B2AWS7 is the NADH dehydrogenase (ubiquinone) 1 alpha subcomplex 6 subunit (homologous to NDUFA6=LYRM6), which is placed in the Q-module before the N-module is added to the assembly of complex-I [101,102].

B2AT34 is the NADH dehydrogenase (ubiquinone) 1 alpha subcomplex 2 subunit (NDUFA2=CI-B8), which is part of the N-module of complex-I [101,102].

B2AYP8 contains a domain of complex-I subunit NDUFS6, which is placed in the matrix arm of complex-I (N-module) [99,100].

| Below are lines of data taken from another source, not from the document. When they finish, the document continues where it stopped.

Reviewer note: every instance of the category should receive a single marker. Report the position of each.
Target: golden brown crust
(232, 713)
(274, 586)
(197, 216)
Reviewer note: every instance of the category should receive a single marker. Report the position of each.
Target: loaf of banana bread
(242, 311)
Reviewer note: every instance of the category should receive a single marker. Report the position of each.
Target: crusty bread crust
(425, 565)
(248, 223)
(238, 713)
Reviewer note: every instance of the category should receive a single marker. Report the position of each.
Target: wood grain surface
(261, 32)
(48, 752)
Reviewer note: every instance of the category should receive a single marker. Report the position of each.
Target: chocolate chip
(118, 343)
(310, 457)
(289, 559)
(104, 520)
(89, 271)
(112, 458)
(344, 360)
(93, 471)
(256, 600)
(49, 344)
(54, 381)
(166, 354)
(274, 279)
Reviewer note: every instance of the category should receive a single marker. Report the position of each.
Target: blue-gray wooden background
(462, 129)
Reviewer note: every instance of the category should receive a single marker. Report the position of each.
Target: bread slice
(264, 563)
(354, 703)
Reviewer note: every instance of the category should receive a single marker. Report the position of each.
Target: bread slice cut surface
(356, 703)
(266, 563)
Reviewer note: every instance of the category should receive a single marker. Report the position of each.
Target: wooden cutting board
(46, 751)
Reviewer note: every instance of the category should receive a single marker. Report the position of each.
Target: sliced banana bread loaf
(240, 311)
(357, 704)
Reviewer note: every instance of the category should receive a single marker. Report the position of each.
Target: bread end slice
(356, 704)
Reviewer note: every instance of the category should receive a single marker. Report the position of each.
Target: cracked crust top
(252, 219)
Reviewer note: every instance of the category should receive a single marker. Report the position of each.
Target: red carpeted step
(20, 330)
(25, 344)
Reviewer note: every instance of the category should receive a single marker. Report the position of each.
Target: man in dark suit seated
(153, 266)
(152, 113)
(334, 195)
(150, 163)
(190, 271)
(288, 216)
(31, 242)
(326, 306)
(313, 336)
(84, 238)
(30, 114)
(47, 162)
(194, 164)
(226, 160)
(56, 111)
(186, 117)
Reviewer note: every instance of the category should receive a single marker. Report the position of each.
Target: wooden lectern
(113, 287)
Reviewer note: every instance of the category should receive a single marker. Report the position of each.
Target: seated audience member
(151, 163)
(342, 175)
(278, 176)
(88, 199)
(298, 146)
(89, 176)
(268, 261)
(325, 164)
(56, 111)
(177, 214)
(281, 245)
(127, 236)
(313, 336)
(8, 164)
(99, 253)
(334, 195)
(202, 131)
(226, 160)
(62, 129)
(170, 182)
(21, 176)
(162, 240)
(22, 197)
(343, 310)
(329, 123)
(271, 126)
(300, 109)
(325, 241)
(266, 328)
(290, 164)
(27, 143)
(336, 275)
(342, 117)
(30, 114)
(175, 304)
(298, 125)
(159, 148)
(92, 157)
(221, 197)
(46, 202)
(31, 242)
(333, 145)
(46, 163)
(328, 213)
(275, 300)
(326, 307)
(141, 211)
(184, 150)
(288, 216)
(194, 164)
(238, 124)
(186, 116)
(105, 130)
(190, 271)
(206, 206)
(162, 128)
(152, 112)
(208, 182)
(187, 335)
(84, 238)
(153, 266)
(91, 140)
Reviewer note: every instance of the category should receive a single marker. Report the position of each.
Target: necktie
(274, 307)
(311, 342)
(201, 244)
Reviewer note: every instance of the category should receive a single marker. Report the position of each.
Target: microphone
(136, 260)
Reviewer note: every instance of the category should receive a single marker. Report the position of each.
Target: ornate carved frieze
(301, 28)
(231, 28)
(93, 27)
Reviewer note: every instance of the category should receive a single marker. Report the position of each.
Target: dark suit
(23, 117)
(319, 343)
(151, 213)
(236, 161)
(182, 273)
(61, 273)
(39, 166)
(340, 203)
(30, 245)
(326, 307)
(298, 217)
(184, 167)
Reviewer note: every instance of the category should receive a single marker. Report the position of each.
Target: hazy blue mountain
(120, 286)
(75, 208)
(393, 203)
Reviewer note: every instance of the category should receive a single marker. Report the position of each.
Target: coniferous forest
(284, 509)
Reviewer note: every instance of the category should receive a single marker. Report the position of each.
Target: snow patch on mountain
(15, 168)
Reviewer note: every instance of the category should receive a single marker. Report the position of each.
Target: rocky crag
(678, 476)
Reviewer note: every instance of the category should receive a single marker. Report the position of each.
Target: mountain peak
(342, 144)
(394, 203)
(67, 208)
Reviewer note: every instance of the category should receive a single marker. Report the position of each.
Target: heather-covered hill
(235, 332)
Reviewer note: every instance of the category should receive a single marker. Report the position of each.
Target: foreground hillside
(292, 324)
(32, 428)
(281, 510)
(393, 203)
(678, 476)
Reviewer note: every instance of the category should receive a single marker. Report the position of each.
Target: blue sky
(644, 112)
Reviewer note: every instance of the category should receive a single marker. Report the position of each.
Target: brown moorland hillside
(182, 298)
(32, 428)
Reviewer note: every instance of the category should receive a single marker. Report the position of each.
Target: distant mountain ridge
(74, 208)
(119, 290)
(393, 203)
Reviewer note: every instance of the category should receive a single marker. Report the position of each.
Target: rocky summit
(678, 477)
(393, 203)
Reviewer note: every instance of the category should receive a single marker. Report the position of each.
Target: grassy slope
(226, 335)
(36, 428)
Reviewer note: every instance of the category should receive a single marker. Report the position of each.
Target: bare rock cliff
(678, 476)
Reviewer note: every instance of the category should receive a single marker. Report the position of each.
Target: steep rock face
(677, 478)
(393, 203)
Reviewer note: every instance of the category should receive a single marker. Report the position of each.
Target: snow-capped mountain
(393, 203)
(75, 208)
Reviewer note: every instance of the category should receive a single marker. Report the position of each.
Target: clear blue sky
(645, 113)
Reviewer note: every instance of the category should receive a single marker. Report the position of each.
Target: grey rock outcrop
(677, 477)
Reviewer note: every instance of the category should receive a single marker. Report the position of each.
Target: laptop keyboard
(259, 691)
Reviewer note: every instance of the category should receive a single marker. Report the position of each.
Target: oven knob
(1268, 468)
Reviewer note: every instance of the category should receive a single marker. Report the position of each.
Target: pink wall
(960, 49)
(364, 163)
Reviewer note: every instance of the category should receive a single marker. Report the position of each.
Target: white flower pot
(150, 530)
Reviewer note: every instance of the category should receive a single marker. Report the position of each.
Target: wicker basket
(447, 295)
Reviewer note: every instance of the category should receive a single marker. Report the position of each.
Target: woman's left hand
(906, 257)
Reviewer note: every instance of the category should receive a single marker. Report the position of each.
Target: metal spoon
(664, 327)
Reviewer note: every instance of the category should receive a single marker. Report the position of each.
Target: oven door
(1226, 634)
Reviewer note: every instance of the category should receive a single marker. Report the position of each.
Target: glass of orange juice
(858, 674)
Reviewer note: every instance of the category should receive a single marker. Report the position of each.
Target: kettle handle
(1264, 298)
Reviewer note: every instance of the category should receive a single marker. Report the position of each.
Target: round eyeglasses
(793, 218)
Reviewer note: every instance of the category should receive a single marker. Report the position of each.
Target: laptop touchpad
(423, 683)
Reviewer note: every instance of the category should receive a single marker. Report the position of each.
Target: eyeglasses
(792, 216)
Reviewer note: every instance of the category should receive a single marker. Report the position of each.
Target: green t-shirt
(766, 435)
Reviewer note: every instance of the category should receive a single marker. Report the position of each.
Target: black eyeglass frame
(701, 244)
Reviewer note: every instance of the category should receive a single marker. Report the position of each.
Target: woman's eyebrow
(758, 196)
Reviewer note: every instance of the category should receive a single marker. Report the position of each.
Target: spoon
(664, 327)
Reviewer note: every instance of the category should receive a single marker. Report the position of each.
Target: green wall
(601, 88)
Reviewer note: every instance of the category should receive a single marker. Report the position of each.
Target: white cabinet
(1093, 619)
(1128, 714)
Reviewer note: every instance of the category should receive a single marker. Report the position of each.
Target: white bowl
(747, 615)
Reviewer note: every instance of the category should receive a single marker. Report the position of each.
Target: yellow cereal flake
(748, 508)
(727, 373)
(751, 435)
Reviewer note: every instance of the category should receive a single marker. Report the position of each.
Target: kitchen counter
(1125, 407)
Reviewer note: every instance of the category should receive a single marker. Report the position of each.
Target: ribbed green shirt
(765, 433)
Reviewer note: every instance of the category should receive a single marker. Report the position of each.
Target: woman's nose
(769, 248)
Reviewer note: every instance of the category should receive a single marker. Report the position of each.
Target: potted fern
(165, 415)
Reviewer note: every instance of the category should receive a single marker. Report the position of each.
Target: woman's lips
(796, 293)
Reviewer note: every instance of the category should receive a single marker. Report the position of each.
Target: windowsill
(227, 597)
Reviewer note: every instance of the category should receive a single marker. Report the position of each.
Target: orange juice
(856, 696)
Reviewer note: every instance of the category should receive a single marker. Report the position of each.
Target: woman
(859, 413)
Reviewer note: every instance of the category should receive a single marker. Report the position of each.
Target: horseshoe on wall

Thus, the significant but minor accumulations of complex-I subunits are unspecifically distributed across all its membrane and matrix modules. Thus, these fragmentary findings probably reflect a compensatory upregulation of the complete complex-I in face of the mitochondrial dysfunction. An accumulation of complex-I subunits was not observed in CLPP-null mouse tissues [18].

5. Conclusions

Overall, it is clear from our P. anserina and mouse findings, which were discussed above, that CLPP absence has consistent effects throughout eukaryotic development:

(1) The consequent accumulation of CLPX with PLP cofactor not only activates the δALA production with downstream heme biosynthesis but in parallel reduces the levels of other delta amino acids such as Arg, Cit, and His. The consistent accumulation of ornithine-delta-aminotransferase (OAT) and its probable activation by CLPX-PLP is probably contributing to this effect. The halved Arg levels probably explain the growth deficit of CLPP-null mammals, so Arg supplementation of the diet might rescue the short stature and low muscle mass of PRLTS3 patients.

(2) Absent CLPP with accumulated CLPX alters proteins in the LSU central protuberance and L7/L12 stalk, which are key for the processing and integration of the tRNA^Val/Phe as well as SSU interaction into the complete mitoribosomal assembly.

(3) Within the mitochondrial protein aggregation pathway, HSP70 accumulation is prominent.

(4) An assembly problem at the respiratory chain complex-IV heme/copper binding subunits is compatible with mouse and P. anserina observations.

In summary, despite differences in phenotypic consequences, there is clear consistency between CLPP-null P. anserina and mouse regarding dysregulated metabolites and proteome pathways. The elevated abundances of CLPX, ALAS, and OAT are among the most highly conserved findings in proteome profiles of all species studies [3], so we identify this metabolic distortion as a probably general feature of CLPP loss.